A federal judge in New Jersey has dismissed a class action alleging that individual officers of a company that cleaned up parts of the Jersey Shore following Hurricane Sandy denied fair wages to workers like tug boat operators and engineers.

In a May 29 decision, U.S. District Judge Peter Sheridan of the District of New Jersey found that individual officers of New Jersey-based Bil-Jim Construction Co. Inc., a subcontractor hired to rebuild the beaches near Barnegat Bay, were not personally liable under the New Jersey Prevailing Wage Act. Sheridan, who denied plaintiffs the chance to amend their claims, cited his own 2016 ruling in a related case and in another lawsuit involving security system workers.

Paul DiGiorgio, of counsel at the Keefe Law Firm in Red Bank, New Jersey, who represented the plaintiffs, said Prevailing Wage Act claims still would go forward against the company defendants.

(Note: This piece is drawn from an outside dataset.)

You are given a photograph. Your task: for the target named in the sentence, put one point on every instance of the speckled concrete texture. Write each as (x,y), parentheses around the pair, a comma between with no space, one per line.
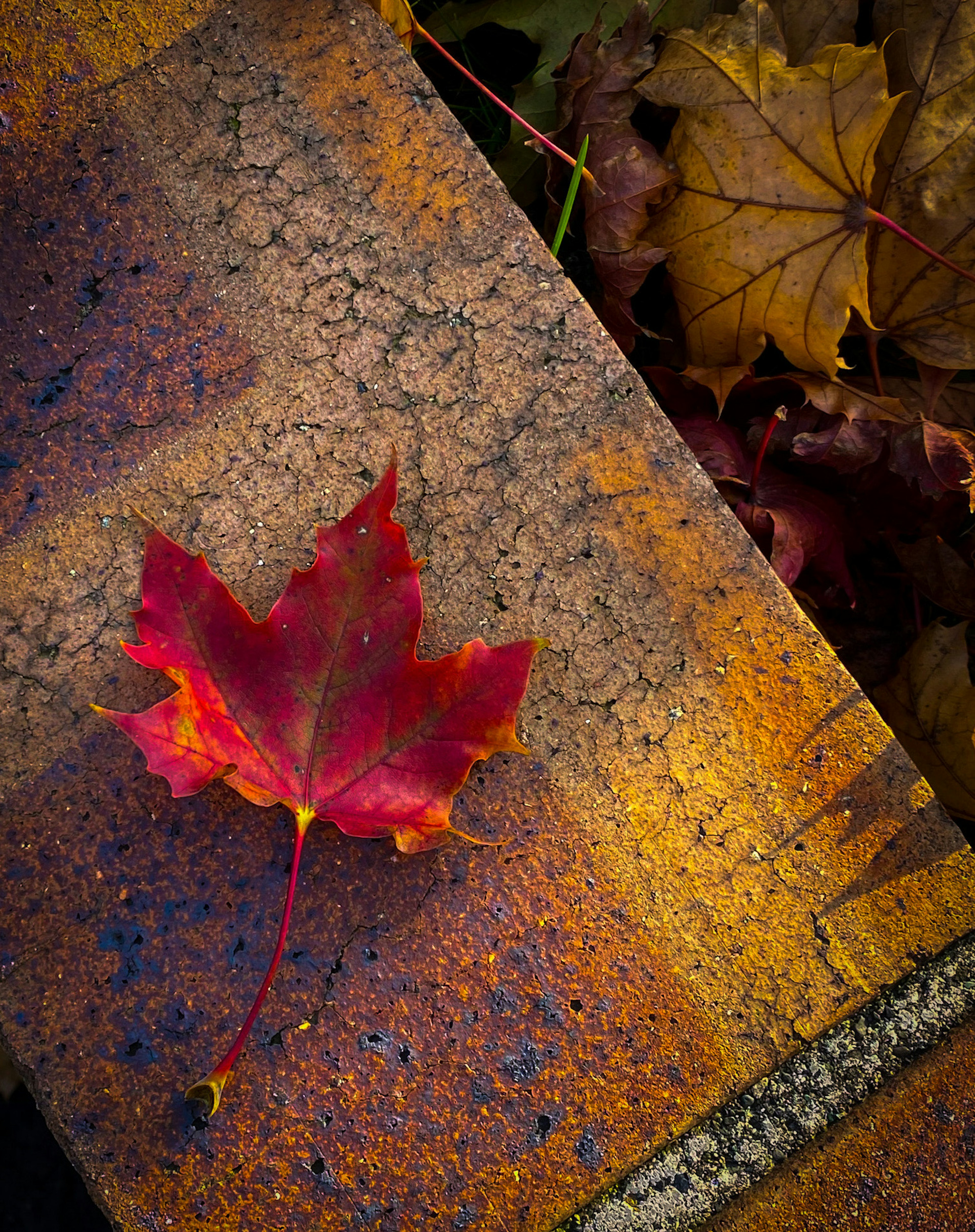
(696,1177)
(716,849)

“The decision represents no setback at all to the merits of the case,” he wrote in an email. “Many of these workers came from distant states to help us recover from Sandy, enduring long hard months of working days, nights, weekends, and holidays—often sleeping in their cars between shifts. In New York, nearly all of the workers who helped Long Island recover from Sandy were either initially or eventually paid prevailing wages. If we allow this type of mistreatment to stand here in New Jersey, then who will come to help us rebuild next time?”

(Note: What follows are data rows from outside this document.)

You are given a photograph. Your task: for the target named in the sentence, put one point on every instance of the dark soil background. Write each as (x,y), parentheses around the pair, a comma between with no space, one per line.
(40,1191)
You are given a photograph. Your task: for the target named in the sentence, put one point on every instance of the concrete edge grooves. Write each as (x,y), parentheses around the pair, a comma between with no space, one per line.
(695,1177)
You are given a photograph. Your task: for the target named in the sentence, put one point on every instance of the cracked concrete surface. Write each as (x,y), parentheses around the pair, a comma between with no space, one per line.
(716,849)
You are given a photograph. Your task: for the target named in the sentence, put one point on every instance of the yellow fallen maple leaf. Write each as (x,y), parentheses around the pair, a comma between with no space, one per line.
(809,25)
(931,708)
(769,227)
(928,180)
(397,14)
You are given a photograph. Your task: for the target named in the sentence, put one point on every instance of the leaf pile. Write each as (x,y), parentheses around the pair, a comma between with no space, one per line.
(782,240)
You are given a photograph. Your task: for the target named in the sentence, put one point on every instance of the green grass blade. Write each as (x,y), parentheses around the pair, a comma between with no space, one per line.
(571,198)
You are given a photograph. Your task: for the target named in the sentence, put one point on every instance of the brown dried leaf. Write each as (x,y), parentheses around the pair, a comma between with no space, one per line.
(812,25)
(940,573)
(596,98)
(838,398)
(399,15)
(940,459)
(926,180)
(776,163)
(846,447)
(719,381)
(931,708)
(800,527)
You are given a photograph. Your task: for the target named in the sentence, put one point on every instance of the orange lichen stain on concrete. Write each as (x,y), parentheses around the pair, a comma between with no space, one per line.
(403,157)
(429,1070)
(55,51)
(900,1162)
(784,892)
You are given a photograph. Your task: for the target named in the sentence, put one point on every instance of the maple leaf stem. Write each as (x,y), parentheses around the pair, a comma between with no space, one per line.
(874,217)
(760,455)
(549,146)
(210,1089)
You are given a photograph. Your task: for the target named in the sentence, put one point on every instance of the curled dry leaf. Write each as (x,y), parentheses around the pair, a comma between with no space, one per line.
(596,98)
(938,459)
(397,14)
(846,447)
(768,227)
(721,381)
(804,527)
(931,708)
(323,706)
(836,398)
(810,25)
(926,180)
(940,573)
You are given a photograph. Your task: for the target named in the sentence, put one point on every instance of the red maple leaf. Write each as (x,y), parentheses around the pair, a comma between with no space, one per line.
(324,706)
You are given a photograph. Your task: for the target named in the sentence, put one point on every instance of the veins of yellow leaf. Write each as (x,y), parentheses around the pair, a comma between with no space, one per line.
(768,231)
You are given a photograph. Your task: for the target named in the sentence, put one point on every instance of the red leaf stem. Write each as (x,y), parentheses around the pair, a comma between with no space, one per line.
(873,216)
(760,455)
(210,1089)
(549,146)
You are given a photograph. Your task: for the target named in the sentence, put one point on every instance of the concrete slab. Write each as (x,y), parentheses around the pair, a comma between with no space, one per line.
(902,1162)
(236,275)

Ronald Tobia of Chiesa Shahinian & Giantomasi in West Orange, New Jersey, and Gavin Rooney of Lowenstein Sandler in Roseland, New Jersey, who represented the Bil-Jim defendants, did not respond to a request for comment. The Chiesa firm also represented the main contractor, Alabama-based CrowderGulf, and two of its officers, which joined in the motion to dismiss. Raymond Bogan of Sinn, Fitzsimmons, Cantoli, Bogan & West in Point Pleasant Beach, New Jersey, who represented another subcontractor in the case, New Jersey-based R. Kremer & Son Marine Contractors, declined to comment.

The case is the second filed by workers who claim they were not paid for overtime, weekends, holidays or other fair wages for cleaning up the damage from the 2012 “superstorm.” In 2016, Sheridan dismissed another case, brought by the same plaintiffs firm and later coordinated with the recent case for discovery, but allowed the plaintiffs to amend their complaint. Instead, they asked the judge to clarify his order, insisting that, in court, he had said he would not dismiss the claims.

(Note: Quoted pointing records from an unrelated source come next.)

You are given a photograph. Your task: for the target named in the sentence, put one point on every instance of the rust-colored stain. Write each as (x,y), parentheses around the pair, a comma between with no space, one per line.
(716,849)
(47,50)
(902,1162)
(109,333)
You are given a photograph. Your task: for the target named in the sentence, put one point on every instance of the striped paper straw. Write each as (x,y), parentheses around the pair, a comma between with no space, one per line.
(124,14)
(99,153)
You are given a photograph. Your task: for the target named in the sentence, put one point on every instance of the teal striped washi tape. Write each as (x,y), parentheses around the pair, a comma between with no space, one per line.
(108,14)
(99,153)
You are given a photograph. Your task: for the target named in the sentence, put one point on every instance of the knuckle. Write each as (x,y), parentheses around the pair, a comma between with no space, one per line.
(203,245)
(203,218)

They also filed a case in 2017 against a mostly new set of defendants.

In opposing the motion to dismiss, the plaintiffs relied on the language of the New Jersey Wage Payment Law, which holds individual defendants liable under its definition of “employer.” The Prevailing Wage Act does not define “employer,” but relevant regulations define an employer as “any natural person, company, firm, subcontractor or other entity engaged in public work.”

“The issue at the heart of this motion is whether the Bil-Jim defendants fit within this definition of employer,” Sheridan wrote. Other courts, including a 2016 decision in New Jersey v. Haig's Service by U.S. District Judge William Martini, also in New Jersey, found no individual liability in the Prevailing Wage Act. “For the above reasons, because the Bil-Jim defendants cannot be held individually liable under the PWA, defendants' motion to dismiss is granted.”